We've deviated quite a bit from the main theme of this thread and it is doubtful that many will read down this far but right in line with the theme of the thread is that by using the 0 alkalinity method we take a couple more items out of the error budget - those related to the water's volume measurement, pH measurement and alkalinity measurement.
Example: Say a majority of people enjoy listening to music played on a $200 system reproducing sound with 99% accuracy. While an audiophile may spend 10 or more times that amount trying to reach that last 1% of accuracy. Who stands to benefit the most as this relates to brewing beer?
This is a good analogy. Most loudspeakers deliver THD (distortion) of a couple of percent. Modern amplifiers have THD specs of tenths or hundredths of percent. Given this, why do we bother with such good specs for the amp when the speakers are relatively so poor?

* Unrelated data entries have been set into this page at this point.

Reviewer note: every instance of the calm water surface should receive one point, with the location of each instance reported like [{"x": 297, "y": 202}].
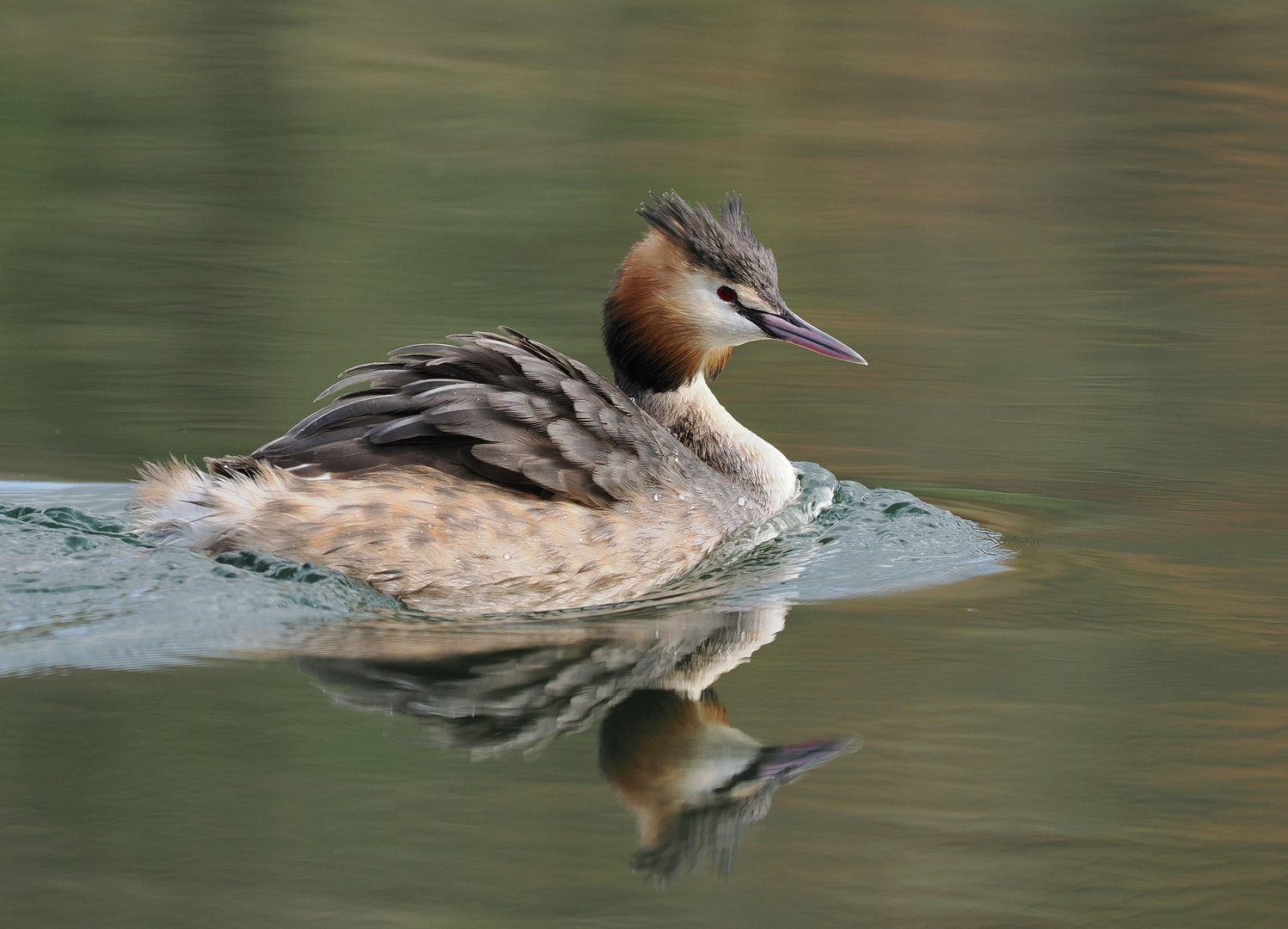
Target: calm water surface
[{"x": 1058, "y": 233}]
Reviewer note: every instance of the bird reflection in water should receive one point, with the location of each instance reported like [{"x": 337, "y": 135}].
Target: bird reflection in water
[{"x": 665, "y": 742}]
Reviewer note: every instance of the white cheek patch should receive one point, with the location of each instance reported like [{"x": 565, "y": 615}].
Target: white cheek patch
[{"x": 721, "y": 325}]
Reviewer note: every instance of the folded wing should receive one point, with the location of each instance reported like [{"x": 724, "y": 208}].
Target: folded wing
[{"x": 501, "y": 409}]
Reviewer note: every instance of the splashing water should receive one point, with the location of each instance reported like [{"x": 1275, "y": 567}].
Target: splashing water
[{"x": 77, "y": 590}]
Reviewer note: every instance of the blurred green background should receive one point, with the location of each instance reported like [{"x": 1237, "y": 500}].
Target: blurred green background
[{"x": 1055, "y": 230}]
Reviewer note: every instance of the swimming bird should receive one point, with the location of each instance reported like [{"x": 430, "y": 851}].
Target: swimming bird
[{"x": 497, "y": 474}]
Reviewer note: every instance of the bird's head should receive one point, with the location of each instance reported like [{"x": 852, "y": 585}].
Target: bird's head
[{"x": 693, "y": 289}]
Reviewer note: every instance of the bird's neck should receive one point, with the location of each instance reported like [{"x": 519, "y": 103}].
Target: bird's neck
[{"x": 695, "y": 416}]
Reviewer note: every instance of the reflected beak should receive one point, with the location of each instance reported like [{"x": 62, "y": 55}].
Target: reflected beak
[
  {"x": 790, "y": 328},
  {"x": 785, "y": 760}
]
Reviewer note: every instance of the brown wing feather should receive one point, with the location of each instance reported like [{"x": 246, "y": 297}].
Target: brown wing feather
[{"x": 497, "y": 408}]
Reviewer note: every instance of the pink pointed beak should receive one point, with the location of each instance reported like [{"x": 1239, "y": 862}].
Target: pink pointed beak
[{"x": 790, "y": 328}]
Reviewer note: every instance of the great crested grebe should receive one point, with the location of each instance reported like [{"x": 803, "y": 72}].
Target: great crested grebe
[{"x": 501, "y": 476}]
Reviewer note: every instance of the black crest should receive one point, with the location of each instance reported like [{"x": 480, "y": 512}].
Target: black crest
[{"x": 726, "y": 246}]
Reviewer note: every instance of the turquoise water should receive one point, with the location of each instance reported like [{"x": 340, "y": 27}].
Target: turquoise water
[{"x": 1057, "y": 637}]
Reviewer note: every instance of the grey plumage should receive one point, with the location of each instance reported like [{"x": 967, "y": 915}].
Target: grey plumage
[
  {"x": 496, "y": 408},
  {"x": 726, "y": 246}
]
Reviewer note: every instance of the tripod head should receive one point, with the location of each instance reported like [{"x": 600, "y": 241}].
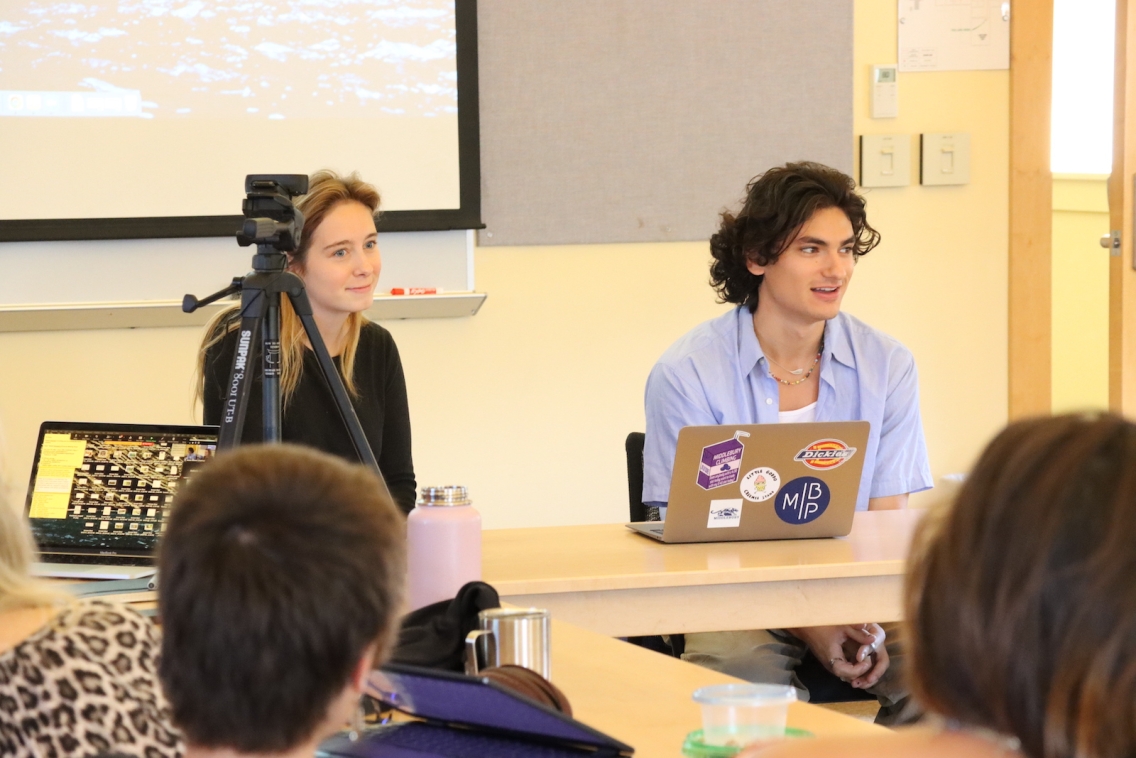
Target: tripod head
[{"x": 272, "y": 222}]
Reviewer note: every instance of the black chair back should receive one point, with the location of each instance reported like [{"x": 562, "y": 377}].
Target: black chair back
[{"x": 634, "y": 448}]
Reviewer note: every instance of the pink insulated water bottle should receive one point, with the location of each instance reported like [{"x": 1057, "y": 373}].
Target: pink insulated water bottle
[{"x": 443, "y": 546}]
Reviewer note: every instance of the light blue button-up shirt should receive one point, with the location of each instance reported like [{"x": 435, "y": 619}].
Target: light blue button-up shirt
[{"x": 717, "y": 374}]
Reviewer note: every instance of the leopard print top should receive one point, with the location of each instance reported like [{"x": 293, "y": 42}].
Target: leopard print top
[{"x": 85, "y": 684}]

The answer is that it really ins't that difficult, with today's technology, to build an amplifier whose THD is 10 dB below the THD of the speakers (10 dB is the engineer's rule of thumb - if somethings error contribution is 10 or more dB's below another's then we can ignore its error).
It's the same here. It really isn't difficult too build a spreadsheet that eliminates program error from the error budget. Watch this space!